What does THAT mean? Let me give you an example--It means that a core group COULD handle the dungeon with say 3 people. But their efficiency would be awful, and the
failure rate would be high(This is important, the inverse relationship of failure to number of people). However, as more people are added (Say up to 6), this failure rate goes down, and the efficiency rate goes up. This is unlike WoW, in that adding a bad player does very little to improve the efficiency rate because the boss/encounter was designed with a fully efficient group and thanks to random mechanics a bad player could cause a boss failure by himself. In the community dungeon, your design should be more about making difficult mechanics for core players (Like needing one good interrupter) but easy for the social group (Casual) by simply requiring they be there to add DPS/Healing/Buffs (Whatever, in essence, enough good players make the group--bad players just add efficiency).

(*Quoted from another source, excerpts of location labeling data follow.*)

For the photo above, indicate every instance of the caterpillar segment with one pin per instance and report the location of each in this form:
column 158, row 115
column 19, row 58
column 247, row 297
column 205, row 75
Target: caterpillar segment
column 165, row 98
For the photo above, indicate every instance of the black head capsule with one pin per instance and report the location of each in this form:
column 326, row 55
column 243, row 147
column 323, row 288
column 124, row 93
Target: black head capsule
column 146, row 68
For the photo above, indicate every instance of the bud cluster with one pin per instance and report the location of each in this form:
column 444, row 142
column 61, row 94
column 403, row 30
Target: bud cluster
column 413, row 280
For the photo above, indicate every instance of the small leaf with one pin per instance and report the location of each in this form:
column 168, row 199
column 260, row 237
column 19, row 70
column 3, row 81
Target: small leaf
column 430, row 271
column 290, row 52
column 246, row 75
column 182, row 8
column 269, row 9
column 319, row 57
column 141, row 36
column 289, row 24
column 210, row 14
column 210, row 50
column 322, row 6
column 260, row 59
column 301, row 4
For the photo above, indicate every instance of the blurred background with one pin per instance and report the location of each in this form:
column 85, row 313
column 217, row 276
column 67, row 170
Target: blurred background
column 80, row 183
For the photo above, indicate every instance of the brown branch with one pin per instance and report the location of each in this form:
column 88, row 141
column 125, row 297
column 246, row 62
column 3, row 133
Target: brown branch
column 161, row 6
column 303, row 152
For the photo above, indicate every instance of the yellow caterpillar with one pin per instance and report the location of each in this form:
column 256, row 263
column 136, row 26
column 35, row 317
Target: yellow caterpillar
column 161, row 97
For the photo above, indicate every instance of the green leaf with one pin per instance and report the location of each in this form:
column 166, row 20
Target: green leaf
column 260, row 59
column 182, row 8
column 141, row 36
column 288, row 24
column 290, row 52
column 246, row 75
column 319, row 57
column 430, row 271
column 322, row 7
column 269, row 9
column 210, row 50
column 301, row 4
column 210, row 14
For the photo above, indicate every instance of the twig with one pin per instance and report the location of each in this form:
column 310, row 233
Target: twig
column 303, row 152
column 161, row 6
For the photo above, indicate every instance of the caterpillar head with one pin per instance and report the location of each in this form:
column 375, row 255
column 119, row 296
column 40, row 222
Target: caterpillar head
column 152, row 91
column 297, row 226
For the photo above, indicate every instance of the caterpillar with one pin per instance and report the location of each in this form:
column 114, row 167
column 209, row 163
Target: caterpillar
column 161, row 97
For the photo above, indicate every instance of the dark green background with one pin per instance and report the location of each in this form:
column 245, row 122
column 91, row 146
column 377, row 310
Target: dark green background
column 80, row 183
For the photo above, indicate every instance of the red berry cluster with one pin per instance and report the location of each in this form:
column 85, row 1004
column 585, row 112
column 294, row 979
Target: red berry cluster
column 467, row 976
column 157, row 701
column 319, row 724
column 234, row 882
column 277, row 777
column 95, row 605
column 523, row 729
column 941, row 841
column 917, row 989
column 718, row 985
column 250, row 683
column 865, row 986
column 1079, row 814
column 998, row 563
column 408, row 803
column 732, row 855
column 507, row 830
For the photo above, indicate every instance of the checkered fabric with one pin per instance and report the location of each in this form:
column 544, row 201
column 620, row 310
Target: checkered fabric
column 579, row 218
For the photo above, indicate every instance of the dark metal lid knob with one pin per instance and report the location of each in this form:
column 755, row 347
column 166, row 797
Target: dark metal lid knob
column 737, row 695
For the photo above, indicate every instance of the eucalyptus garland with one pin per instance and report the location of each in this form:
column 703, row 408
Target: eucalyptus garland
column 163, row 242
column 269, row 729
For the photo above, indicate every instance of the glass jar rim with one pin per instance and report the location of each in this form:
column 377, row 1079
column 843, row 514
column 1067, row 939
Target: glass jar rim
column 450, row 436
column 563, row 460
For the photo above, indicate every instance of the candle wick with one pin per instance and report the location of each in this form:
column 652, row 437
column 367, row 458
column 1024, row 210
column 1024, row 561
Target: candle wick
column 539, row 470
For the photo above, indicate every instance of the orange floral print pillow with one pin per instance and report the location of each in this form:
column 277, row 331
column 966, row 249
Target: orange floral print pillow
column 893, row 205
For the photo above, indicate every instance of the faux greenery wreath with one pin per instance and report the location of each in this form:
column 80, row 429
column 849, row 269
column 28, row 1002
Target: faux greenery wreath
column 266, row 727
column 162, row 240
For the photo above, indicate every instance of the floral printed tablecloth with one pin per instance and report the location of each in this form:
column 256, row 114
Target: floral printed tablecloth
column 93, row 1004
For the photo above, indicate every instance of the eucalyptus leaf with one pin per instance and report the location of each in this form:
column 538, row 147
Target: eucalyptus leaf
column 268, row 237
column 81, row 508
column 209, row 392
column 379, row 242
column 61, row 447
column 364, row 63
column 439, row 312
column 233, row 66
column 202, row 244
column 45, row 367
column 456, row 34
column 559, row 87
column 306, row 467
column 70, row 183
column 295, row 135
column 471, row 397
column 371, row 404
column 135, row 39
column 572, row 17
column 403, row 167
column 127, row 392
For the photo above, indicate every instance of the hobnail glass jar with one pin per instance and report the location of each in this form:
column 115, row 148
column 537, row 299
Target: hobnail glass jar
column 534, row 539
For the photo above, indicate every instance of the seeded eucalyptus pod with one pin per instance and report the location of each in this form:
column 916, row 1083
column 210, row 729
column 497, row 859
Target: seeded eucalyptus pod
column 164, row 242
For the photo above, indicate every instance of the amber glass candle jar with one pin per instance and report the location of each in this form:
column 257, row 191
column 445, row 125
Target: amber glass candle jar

And that's just the start, Draeg. In order to accomplish this EVERY level of the game needs to be designed with core+casual in mind, and enjoining those two in order to marry high access players and higher content players together. Everything from boss targeting, to scripting, to loot, to availability of dungeons. It IS very much a philosophy--it is NOT a single silver bullet mechanic. You have to go in with the mindset that you want a hardcore crowd, and you want them to use your casual crowd and you want them BOTH to need each other. You NEED to build a world where they can do that, not a game where they can enjoy it separately.